When, presently, the state came into being it was then as a complementary institution alongside the previously existing family within the common grace order. From this biblical datum of the complementarity of family and state as alike institutions of the same common grace order, the two assuming between them the full compass of cultural functions given at creation (adapted now to the new order [after the fall]), we derive our basic orientation for determining the proper responsibilities of the state in society.
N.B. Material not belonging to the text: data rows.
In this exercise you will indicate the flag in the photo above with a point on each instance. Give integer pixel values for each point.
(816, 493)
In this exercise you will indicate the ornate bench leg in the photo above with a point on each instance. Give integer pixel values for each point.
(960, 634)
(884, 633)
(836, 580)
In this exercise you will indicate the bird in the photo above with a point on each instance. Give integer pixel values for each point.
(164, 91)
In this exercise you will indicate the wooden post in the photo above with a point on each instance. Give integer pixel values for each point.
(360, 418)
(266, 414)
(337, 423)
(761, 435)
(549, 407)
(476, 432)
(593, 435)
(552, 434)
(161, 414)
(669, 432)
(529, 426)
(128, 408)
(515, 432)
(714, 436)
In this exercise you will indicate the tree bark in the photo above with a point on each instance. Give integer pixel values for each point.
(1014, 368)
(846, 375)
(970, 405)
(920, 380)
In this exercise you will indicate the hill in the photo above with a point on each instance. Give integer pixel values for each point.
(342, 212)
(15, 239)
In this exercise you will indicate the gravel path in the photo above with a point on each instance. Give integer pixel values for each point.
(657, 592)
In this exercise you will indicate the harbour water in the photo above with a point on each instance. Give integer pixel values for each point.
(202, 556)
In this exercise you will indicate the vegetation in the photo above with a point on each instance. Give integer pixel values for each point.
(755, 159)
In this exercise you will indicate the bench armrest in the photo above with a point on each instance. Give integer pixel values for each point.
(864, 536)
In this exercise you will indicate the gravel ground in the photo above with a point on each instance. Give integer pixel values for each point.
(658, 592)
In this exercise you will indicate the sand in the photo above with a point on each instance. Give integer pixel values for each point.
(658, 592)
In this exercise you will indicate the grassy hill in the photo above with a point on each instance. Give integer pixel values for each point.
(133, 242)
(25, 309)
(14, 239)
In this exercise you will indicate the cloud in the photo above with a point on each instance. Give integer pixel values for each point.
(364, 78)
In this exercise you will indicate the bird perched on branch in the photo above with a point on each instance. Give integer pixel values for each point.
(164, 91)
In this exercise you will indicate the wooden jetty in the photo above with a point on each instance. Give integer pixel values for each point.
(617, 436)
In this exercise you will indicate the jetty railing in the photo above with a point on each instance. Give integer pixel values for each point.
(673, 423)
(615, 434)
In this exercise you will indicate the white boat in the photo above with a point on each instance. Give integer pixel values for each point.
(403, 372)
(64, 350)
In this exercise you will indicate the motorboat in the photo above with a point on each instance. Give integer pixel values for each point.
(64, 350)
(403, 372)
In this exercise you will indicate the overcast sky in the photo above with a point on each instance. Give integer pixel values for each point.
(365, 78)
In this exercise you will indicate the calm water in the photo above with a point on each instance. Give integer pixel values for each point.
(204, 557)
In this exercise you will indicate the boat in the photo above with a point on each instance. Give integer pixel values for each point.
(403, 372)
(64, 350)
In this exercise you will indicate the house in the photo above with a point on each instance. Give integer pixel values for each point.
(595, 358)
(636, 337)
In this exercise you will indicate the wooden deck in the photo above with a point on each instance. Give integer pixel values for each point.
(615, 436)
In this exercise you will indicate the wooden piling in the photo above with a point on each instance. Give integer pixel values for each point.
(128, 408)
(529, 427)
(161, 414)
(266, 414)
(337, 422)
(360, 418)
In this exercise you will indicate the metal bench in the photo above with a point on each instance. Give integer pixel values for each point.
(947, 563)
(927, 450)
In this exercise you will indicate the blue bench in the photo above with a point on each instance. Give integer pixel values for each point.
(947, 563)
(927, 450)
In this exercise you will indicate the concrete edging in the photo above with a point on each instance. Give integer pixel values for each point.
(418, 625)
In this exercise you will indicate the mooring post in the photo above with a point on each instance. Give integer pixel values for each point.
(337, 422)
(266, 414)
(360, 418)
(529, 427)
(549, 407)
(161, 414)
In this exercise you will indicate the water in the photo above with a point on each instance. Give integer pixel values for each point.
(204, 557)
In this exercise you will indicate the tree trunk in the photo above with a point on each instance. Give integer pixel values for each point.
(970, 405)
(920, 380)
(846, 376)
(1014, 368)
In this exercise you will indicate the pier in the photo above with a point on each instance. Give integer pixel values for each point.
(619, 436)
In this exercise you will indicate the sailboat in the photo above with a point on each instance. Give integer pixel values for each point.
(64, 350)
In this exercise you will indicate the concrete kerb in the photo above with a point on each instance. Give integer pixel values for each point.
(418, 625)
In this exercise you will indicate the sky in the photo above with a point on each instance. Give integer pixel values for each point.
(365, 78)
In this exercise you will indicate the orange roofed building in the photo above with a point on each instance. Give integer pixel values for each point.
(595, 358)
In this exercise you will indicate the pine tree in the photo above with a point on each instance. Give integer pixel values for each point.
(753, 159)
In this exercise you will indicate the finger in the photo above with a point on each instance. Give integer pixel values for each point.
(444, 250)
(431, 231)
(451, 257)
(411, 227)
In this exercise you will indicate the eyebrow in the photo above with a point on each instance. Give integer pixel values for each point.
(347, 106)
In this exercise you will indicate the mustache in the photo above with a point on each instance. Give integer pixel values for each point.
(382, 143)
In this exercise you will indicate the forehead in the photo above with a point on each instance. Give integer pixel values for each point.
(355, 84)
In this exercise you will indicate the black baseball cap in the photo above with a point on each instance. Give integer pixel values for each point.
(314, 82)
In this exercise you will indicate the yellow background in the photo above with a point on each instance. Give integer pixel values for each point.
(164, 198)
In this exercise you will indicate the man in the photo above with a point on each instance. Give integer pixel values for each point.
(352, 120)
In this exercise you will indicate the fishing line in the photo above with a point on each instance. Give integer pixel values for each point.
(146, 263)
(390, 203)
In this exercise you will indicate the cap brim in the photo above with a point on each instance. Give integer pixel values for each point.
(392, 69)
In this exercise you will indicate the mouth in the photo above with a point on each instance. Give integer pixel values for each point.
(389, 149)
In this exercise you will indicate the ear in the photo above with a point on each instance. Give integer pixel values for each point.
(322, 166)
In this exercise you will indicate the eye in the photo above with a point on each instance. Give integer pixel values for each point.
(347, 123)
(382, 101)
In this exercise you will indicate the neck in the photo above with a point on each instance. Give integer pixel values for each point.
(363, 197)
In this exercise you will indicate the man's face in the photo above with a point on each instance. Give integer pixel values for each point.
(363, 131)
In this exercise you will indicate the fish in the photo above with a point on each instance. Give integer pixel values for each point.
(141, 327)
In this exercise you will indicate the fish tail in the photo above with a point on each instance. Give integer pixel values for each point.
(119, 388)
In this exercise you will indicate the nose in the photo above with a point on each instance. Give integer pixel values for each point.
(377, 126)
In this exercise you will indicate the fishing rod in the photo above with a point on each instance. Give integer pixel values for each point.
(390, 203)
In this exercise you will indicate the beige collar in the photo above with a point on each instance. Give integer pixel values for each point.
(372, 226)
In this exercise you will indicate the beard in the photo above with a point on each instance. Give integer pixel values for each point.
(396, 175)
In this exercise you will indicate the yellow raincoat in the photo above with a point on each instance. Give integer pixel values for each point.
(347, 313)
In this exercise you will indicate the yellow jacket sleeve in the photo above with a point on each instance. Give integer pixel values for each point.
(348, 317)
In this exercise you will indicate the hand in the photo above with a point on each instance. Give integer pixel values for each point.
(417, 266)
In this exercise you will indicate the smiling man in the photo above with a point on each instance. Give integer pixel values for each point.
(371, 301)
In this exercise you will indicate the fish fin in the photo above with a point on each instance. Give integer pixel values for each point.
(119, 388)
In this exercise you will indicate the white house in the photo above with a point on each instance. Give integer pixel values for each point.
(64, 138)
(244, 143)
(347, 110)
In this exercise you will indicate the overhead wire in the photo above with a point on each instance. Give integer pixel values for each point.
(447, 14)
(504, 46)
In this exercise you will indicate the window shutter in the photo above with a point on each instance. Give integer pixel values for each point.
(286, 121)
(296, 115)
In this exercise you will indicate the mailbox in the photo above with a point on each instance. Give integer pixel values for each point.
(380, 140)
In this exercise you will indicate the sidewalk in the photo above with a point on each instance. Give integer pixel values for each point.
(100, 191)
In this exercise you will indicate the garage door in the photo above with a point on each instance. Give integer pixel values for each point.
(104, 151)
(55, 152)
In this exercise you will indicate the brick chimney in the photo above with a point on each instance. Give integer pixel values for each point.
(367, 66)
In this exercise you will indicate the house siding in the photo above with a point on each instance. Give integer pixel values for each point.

Clearly the state was not introduced to challenge the previously existing family, whether by usurping its God-given functions or in any way undermining it or eroding its sphere of authority. By reason of its prior presence as a discrete sphere of sovereign responsibility established by God, the family set bounds on the sphere of the state’s functioning. At the same time, the family presented the state with positive obligations, namely, to recognize, protect, and preserve the rights and role given to the family as an associate common grace institution. The state was to provide a supportive framework for the life of the family. Likewise the family was in turn to recognize and honor the state in its God-given task. The public and private institutional spheres each defined the other’s limits.

…The state’s supplementation of the family in a function that belongs primarily to the family must remain just that—supplementation, a secondary and exceptional role. When the state expands the bounds of its limited, marginal, substitute-family assignment by assuming responsibilities where the family itself is prepared to fulfill its God-given primary responsibility, the state is guilty of an act of usurpation and contradiction of the divine order. For the state thus to move towards the suppression of the family is to repudiate the very grounds and purpose of its own existence, which are found in its origin as a supportive institutional companion to the previously existing family within their shared framework of common grace.

Meredith Kline, Kingdom Prologue, p. 173-4; 176-7.